In many ways women have made substantial gains in the United States since its founding 242 years ago. We are citizens, can vote and own property, and compose 47% of the workforce. Yet, we still face inequalities on a daily basis. The wage gap continues with women earning 80.5 cents to every dollar grossed by men. According the National Women's Law Center, women are 38% more likely to live in poverty than men. We all know about these challenges, but sometimes the most exhausting part about being a woman today is suffering the constant microaggressions.
Microaggressions are verbal and nonverbal behaviors that communicate negative, hostile, or derogatory messages towards others. Sometimes these assaults are old fashioned and purposeful, but more often than not they present themselves in the form of subtle snubs that communicate a hidden message.
Take the field of healthcare as an example. When modern medicine was established in United States, women were excluded. The first female physician, a white British woman named Elizabeth Blackwell, graduated from medical school only 170 years ago. Progress in integrating the field of medicine has been slow, but steady. In the 1980’s, 21% of doctors entering the field were women. We are now at a little under 50%, but female physicians are consistently paid less than their male counterparts, and are more likely to leave the profession than are men. But it seems as if we have forgotten that women have been providing healthcare for each other long before the invention of western medicine.
The Egyptian Ebers Papyrus, represents one of the most extensive and best-preserved written records of ancient medicine known to humankind. In addition to containing over 700 herbal formulas and traditional medicines, it documents the important role of midwifery in Egyptian society. Five columns of this papyrus deal with obstetrics and gynecology, especially concerning parturition (the action or process of giving birth) and the health of the newborn. The oral histories of ancient cultures without written records from Africa to India also document the important and highly valued role of midwives.
As Western medicine was institutionalized in the 18th century a conflict between surgeons and midwives emerged. Men trained in medicine asserted that their scientific education was superior to the traditional knowledge practiced by midwives. Insert the politicians, attorneys, medical associations, and money (let’s not forget about the money) pushing for a legal monopoly on obstetrical care, and midwifery becomes a profession that is either outlawed or heavily regulated in the United States and Canada.

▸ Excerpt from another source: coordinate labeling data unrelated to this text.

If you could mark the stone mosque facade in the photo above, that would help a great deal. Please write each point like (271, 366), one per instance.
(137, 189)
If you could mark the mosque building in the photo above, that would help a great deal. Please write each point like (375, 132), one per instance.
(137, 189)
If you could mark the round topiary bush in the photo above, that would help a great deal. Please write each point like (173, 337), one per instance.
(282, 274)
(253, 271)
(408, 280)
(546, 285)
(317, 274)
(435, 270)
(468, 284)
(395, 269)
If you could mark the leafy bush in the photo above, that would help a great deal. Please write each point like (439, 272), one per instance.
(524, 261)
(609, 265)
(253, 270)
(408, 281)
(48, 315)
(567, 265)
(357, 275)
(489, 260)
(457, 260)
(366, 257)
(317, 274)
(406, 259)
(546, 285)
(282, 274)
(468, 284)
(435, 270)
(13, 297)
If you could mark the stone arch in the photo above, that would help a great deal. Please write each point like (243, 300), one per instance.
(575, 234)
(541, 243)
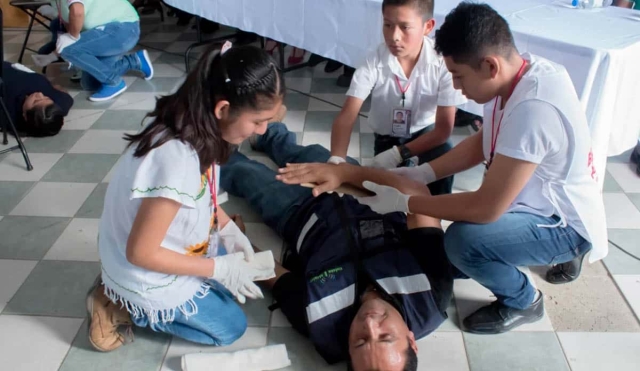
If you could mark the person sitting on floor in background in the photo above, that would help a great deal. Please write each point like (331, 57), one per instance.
(406, 73)
(539, 202)
(36, 107)
(162, 237)
(362, 286)
(99, 32)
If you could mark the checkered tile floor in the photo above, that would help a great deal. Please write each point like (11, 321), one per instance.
(48, 258)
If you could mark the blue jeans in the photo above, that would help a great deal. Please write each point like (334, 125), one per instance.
(219, 321)
(490, 253)
(99, 51)
(275, 201)
(385, 142)
(56, 26)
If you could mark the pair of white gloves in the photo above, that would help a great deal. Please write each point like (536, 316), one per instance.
(388, 199)
(238, 270)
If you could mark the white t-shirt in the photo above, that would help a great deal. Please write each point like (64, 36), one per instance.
(429, 86)
(534, 132)
(170, 171)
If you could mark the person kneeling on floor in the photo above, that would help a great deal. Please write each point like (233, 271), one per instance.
(36, 107)
(362, 286)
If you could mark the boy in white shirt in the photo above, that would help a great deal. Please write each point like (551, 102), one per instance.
(405, 77)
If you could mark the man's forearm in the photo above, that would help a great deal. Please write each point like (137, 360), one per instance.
(76, 19)
(462, 157)
(356, 175)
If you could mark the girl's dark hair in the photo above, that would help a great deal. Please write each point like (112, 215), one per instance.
(245, 76)
(44, 121)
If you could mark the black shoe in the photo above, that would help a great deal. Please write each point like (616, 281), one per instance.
(497, 318)
(565, 272)
(315, 60)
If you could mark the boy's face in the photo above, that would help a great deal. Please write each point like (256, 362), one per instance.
(403, 29)
(478, 84)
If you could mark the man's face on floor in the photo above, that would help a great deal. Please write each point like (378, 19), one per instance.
(379, 337)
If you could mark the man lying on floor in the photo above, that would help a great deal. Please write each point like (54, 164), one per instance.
(360, 285)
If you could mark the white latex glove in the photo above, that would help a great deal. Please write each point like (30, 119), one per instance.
(65, 40)
(337, 160)
(234, 240)
(422, 174)
(388, 159)
(237, 277)
(387, 199)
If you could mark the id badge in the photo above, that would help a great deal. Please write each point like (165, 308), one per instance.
(401, 123)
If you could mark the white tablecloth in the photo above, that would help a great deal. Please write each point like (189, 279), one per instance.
(600, 48)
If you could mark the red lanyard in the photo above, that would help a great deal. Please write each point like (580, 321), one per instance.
(402, 90)
(494, 136)
(211, 179)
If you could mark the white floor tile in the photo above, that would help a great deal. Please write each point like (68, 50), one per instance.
(266, 161)
(471, 296)
(324, 139)
(625, 175)
(101, 141)
(318, 105)
(12, 275)
(135, 101)
(295, 120)
(13, 166)
(264, 238)
(442, 351)
(109, 175)
(302, 84)
(35, 343)
(81, 119)
(78, 242)
(621, 212)
(630, 287)
(254, 337)
(54, 199)
(601, 351)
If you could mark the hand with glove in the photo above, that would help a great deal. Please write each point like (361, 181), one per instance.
(234, 240)
(423, 174)
(64, 41)
(388, 159)
(387, 199)
(233, 273)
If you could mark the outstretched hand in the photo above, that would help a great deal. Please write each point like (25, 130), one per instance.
(326, 176)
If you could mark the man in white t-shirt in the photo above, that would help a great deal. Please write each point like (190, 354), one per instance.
(413, 102)
(539, 203)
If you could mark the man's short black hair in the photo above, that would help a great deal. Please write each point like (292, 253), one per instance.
(44, 121)
(410, 365)
(471, 31)
(424, 7)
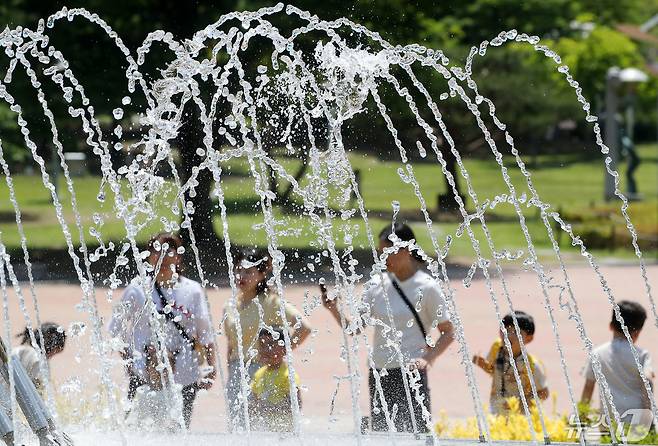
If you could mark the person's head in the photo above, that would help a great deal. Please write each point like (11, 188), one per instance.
(634, 316)
(252, 267)
(54, 338)
(526, 327)
(271, 347)
(403, 257)
(165, 245)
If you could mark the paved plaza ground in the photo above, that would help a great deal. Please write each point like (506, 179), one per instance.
(318, 360)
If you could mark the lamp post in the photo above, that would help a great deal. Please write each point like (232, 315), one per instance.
(615, 78)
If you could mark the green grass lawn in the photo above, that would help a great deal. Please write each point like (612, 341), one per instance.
(570, 184)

Consider the recent microaggression committed by MDH, McDonough District Hospital. Instead of directly addressing a rumor that the contracts of three experienced women’s health professionals will be terminated, the the hospital administration and board of directors retreated to a closed session meeting.
If there was no truth at all to the rumor, MDH, whose board contains only one woman, could have publically and forcefully squashed this rumor. Instead they issued a weak statement that reads “We are aware of conversations concerning the nurse midwives and women’s health nurse practitioner staff. These are false rumors.”
I’m sorry, but I just don’t buy it. MDH could have very easily said, “These three experienced healthcare professionals - Mary Thompson (Certified Nurse Midwife), Brenda Powell Allen (Women’s Health Nurse Practitioner), and Sharie Harden (Certified Nurse Midwife) - are an integral part of our professional staff and will be at the core of our new Dolores Kator Switzer Women’s Center.” The fact that MDH reacted as they did speaks volumes. It appears that MDH is, like much of the rest of the country, engaged in a political battle over women's health. This is a battle which is based on a patriarchal assumption that western, male centered medical care is superior to women’s knowledge about their own bodies.
In hindsight it is easy to recognize the microaggressions that have been playing out for a long time in relation to the construction of the new women’s health center. In a promotional video those same three highly experienced women are featured in stereotypical pink hard hats and shovels for the groundbreaking of the new women’s health center. Yet the only voice of a healthcare professional that is featured is that of a white male physician.
Fortunately, as Soraya Cermaly writes in her 2018 book Rage Becomes Her, “We are at an uncomfortable strategic inflection point for the rights of girls and women just as we face grave threats to democratic values and the health of the planet...This is an era of angry women and women willing to make noise.”
The women of this region are not silent. Listen to our voices. If MDH chooses falsely those of us who are able will follow our female health care providers wherever they choose to set up practice.
Woman up MDH and do the right thing.
Heather McIlvaine-Newsad is a professor of Anthropology at Western Illinois University.
The opinions expressed are not necessarily those of the university or Tri States Public Radio. Diverse viewpoints are welcomed and encouraged.